Ramya Krishnan (born 15 September 1970), also credited as Ramya Krishna (in the Telugu and Kannada film industries) is an Indian actress. She has appeared in over 260 films in five languages: Tamil, Telugu, Kannada, Malayalam, and Hindi. Ramya has won four Filmfare Awards, three Nandi Awards, and a Tamil Nadu State Film Award Special Prize.

She is known for playing Neelambari in Padayappa which won her the Filmfare Award for Best Actress – Tamil. She also won the Filmfare Award for Best Supporting Actress – Telugu for the 2009 comedy film Konchem Ishtam Konchem Kashtam. Ramya's portrayal of Sivagami Devi in the Baahubali series (2015–17) received universal acclaim. Both Baahubali: The Beginning (2015) and its sequel Baahubali 2: The Conclusion (2017) are among the highest grossing Indian films. Her performance in the franchise won her several accolades, including two Filmfare Awards for Best Supporting Actress – Telugu (2016 and 2018) and a Andra Pradesh State Nandi Award for Best Supporting Actress (2016).

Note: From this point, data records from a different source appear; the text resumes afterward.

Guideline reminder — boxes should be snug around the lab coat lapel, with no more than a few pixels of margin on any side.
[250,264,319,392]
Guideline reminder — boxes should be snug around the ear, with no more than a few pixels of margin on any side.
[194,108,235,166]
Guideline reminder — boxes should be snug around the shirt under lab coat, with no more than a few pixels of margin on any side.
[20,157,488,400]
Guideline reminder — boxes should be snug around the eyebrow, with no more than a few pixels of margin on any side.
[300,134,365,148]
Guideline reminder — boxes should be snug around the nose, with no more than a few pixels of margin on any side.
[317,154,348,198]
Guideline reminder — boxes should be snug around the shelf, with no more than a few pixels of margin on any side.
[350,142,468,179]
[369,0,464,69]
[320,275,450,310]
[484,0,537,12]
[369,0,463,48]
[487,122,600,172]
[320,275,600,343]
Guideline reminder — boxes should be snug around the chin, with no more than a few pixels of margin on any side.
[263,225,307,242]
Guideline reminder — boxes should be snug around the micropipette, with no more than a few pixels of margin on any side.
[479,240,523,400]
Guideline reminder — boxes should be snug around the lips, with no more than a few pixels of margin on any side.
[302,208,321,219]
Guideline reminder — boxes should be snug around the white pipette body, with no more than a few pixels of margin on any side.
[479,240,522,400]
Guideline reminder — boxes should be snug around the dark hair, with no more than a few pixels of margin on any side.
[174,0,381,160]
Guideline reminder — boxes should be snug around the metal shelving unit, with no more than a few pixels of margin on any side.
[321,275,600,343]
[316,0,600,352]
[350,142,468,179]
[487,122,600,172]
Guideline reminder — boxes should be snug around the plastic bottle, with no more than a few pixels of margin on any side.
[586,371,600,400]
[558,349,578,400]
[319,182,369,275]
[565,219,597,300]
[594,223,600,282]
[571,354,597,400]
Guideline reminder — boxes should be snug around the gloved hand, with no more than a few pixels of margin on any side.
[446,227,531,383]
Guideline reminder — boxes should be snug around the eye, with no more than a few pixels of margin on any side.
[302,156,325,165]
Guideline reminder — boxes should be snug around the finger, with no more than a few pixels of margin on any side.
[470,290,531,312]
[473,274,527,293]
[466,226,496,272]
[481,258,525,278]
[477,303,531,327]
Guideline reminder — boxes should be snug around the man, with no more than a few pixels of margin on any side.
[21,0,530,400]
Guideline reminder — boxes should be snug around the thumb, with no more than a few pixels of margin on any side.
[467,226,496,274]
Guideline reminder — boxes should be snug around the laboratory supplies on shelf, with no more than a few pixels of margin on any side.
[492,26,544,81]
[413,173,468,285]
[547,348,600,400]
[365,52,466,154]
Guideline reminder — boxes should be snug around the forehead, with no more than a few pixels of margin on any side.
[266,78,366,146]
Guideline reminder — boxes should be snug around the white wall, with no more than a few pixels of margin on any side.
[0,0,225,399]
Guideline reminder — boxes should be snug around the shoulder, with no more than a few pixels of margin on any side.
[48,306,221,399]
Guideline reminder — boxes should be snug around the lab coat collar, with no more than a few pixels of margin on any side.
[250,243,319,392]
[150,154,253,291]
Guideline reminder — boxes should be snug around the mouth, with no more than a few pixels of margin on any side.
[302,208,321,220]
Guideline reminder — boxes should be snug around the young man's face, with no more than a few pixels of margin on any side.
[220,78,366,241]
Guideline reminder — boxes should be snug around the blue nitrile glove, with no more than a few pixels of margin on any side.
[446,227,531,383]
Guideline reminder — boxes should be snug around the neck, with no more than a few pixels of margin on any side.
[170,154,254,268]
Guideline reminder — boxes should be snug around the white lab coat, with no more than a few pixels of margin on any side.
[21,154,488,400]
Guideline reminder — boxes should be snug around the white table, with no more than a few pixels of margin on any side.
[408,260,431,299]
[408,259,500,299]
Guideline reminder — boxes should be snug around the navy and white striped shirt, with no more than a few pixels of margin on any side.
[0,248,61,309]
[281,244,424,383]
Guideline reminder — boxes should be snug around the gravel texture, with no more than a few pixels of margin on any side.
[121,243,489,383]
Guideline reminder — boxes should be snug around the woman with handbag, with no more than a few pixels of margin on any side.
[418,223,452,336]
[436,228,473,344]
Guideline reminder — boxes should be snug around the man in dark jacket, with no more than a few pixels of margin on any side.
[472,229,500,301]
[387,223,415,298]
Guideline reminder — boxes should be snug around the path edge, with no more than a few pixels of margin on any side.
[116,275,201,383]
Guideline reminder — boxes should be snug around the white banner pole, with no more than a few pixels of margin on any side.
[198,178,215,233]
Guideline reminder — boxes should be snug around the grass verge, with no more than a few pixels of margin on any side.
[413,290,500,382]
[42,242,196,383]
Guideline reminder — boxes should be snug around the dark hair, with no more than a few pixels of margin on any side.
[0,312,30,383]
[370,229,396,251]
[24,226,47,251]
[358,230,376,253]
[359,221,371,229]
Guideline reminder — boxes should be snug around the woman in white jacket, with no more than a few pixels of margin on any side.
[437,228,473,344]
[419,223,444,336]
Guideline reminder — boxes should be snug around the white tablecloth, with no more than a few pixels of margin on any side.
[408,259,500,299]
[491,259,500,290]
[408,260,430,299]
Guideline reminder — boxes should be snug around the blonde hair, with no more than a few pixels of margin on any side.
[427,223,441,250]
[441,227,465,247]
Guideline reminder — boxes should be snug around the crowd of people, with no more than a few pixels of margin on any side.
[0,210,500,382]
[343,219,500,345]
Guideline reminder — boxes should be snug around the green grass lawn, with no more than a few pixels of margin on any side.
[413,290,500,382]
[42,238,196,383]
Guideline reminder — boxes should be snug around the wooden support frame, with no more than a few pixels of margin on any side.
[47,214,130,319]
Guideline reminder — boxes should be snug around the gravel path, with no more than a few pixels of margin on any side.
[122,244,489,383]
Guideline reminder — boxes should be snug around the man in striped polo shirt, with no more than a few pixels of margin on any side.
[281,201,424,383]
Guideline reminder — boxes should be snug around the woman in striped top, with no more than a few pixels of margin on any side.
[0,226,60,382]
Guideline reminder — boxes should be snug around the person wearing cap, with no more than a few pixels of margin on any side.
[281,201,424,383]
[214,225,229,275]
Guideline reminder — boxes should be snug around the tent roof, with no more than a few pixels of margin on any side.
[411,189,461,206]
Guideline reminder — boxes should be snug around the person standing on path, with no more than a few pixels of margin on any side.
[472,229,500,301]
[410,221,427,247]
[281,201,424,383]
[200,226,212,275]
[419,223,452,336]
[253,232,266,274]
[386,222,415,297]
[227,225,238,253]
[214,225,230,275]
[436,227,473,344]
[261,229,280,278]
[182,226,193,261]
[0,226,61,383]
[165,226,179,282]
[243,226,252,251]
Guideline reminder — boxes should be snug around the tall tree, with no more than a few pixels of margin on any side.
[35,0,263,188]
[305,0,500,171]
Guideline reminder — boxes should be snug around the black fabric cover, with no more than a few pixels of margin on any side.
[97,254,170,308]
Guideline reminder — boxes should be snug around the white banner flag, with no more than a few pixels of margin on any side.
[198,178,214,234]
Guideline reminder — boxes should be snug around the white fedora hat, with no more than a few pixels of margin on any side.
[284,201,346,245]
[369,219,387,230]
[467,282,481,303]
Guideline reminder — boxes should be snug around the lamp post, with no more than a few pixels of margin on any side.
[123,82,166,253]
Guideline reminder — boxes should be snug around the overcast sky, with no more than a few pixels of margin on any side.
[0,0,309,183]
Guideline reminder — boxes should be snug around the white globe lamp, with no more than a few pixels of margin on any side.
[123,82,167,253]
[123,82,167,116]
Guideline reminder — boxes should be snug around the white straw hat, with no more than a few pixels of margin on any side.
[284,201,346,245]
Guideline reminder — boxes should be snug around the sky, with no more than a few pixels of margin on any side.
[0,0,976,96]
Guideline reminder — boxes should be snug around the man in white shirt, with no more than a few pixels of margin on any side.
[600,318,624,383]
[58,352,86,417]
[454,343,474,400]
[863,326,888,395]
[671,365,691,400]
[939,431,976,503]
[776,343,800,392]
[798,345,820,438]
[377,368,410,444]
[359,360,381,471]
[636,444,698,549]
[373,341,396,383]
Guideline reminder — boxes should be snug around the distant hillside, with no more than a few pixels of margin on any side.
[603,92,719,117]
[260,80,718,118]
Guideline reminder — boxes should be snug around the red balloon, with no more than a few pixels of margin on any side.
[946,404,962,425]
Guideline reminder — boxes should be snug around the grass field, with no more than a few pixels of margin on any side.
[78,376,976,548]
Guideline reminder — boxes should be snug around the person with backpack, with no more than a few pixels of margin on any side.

Ramya Krishnan received international media attention for her performance in Baahubali for both sequels. She started to act in more Tamil television series airing on Sun TV and less on movies. Notable series include Vamsam, Shakthi and as a judge on Bigg Boss Jodigal. Following the COVID-19 diagnosis of Kamal Haasan in November 2021, Krishnan hosted Bigg Boss Tamil Season 5 and became the first, and so far only, woman to have hosted Bigg Boss Tamil.

Early life
Ramya was born on 15 September 1970 in Madras (present-day Chennai). She is the niece of the late Tamil film actor, comedian and former Member of Parliament, Rajya Sabha Cho Ramaswamy. She received initial training in Bharathanatyam, Western, and Kuchipudi dance forms and has given many stage performances.

Film career

Debut and early struggles (1985–1988)

She started her acting career with the Malayalam film Neram Pularumbol. Although this was the first movie where she acted, it had a delayed release in 1986. Her first release was Vellai Manasu in 1985, a Tamil movie opposite Y. G. Mahendra. Her first Telugu film was Bhalae Mithrulu (1986). Then she went on to play supporting roles in Tamil films which include Padikkadavan (1985) starring Rajinikanth and Per Sollum Pillai (1987) starring Kamal Haasan. In Telugu, she starred with Rajendra Prasad in Madana Gopaludu (1987), Bhama Kalapam (1988), Asthulu Anthasthulu (1988) and Bava Marudula Saval (1988). She worked in Malayalam films such as Orkkappurathu, Aryan and Anuragi with Mohanlal. She enjoyed success in Kannada movies as well. One of her earlier roles as heroine was in Krishna Rukmini opposite superstar Vishnuvardhan. She played a small role in the Hindi film Dayavan that starred veteran actor Vinod Khanna.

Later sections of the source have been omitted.